I posted on a different entry of yours the night I found you on NYT. Your entry really moved me but I was also so very pissed at some of the NYT comments. Those people commented as if you were writing a fiction novel, not as if you are actually living through this. This is no place for a critique. Don't bother to read them or even respond. Unless you were to say, "fuck off". You do what you have to do. And that's all that matters to you and your little girl.
You are right to talk about her father. My father died when my mother was pregnant with me and she never talked about it. She also seemed so pained when I asked questions that it made me feel bad, even as a young girl. I never knew his side of the family or anything because she cut us off from them and I felt like I missed out on a lot.
I am so sorry for your loss.
Try not to let the commenters on NYT's Motherlode get you down. I read there frequently and they can be a tough lot, often very judgmental.
So sorry for what you are going through.
I also discovered your blog from NYT, and have been reading through it little by little each day. (It's too overwhelming to read all at once, and I find myself frequently in tears while reading.) What you are undertaking here is an amazing gift to yourself, to your daughter, and to anyone else who might ever have to go through what you are suffering through now.

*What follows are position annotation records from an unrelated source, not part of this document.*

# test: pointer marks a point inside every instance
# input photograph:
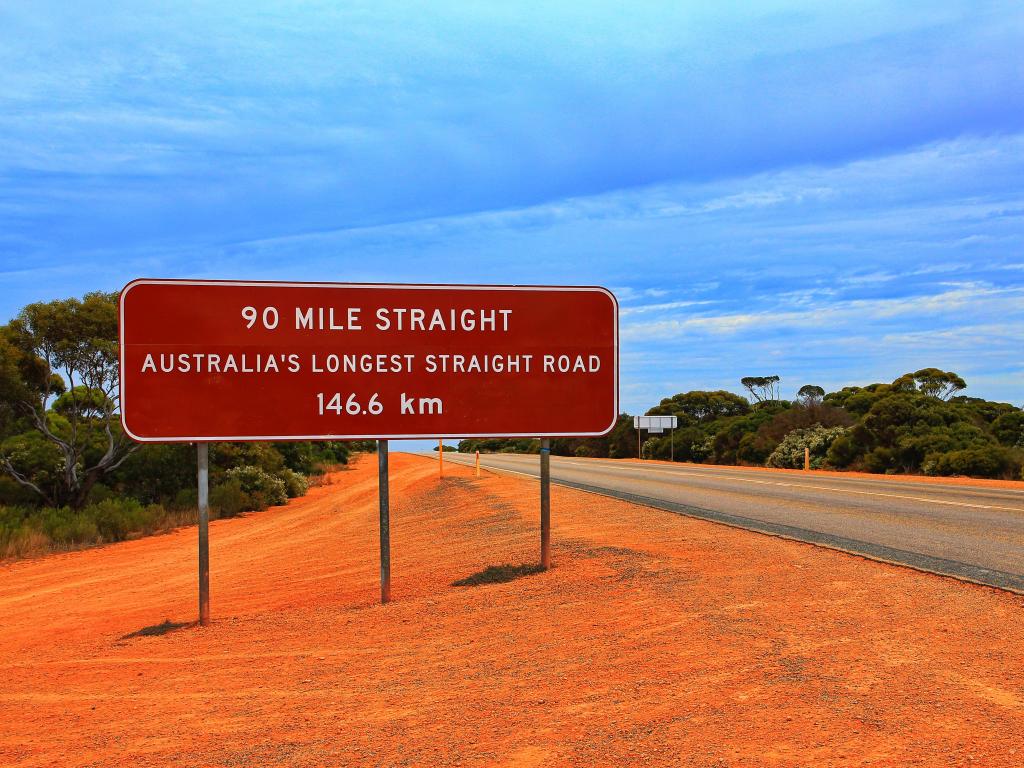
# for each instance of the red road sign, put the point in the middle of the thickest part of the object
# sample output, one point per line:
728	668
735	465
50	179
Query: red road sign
226	360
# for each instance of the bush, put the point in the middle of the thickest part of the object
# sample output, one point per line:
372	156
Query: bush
264	487
228	500
790	454
295	484
988	461
115	519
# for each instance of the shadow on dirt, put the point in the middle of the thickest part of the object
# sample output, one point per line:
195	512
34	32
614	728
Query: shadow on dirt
158	629
499	574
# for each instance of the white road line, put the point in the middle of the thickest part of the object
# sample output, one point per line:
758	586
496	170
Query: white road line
811	487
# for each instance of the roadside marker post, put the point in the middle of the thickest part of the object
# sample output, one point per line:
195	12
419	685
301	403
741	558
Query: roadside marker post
207	360
545	503
203	456
655	425
385	521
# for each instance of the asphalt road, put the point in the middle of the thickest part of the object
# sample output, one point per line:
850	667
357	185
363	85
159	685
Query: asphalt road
968	531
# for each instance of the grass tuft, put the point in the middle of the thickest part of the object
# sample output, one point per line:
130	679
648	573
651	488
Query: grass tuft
499	574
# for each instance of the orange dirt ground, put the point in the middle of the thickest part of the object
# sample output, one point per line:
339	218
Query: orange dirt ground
654	640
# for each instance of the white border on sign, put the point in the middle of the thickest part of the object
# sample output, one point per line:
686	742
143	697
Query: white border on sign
372	286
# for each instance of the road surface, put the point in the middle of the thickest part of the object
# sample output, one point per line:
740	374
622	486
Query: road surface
969	531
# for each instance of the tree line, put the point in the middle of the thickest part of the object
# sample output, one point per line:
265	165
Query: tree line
918	424
70	476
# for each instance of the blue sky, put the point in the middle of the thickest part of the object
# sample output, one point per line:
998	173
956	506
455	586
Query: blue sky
832	193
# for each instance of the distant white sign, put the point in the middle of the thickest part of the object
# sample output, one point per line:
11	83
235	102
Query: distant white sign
655	424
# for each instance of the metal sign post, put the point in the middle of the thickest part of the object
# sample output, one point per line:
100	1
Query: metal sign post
655	425
385	521
545	503
203	453
257	361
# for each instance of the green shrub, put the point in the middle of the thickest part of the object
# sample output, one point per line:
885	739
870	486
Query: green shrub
228	500
65	526
259	483
987	461
295	484
790	454
115	519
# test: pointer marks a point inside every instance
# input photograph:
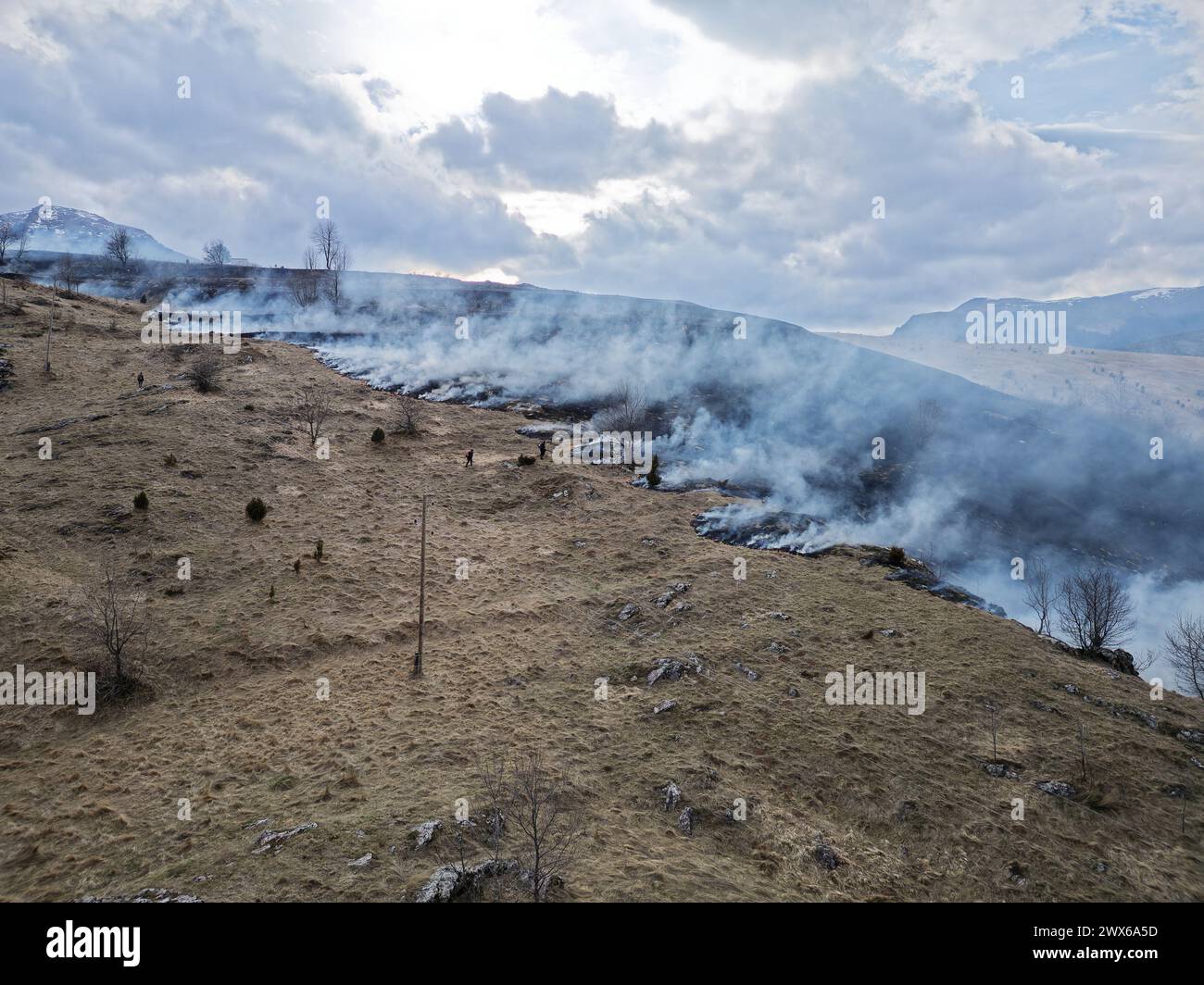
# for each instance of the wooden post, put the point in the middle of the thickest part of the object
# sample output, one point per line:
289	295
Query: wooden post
48	330
421	593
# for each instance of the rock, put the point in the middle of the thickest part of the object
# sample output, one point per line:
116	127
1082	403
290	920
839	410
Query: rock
1003	768
270	840
669	668
144	896
1055	788
747	671
673	592
442	886
450	881
826	856
425	832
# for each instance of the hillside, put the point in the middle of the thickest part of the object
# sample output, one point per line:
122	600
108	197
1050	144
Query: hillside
72	231
1126	320
89	805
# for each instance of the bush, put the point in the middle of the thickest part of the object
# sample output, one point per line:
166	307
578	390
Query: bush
204	372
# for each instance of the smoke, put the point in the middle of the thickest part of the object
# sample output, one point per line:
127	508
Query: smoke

Please ignore the comments on NYT. Only you know what you are experiencing, and you cannot listed to the idiots who think that anyone is going to change her actions to suit their opinion. Know that there are anonymous strangers out here who have been touched by your writing and the memories of your amazing husband you have shared with us. We are all better for having caught a glimpse of who he was and who he will continue to be through your daughter.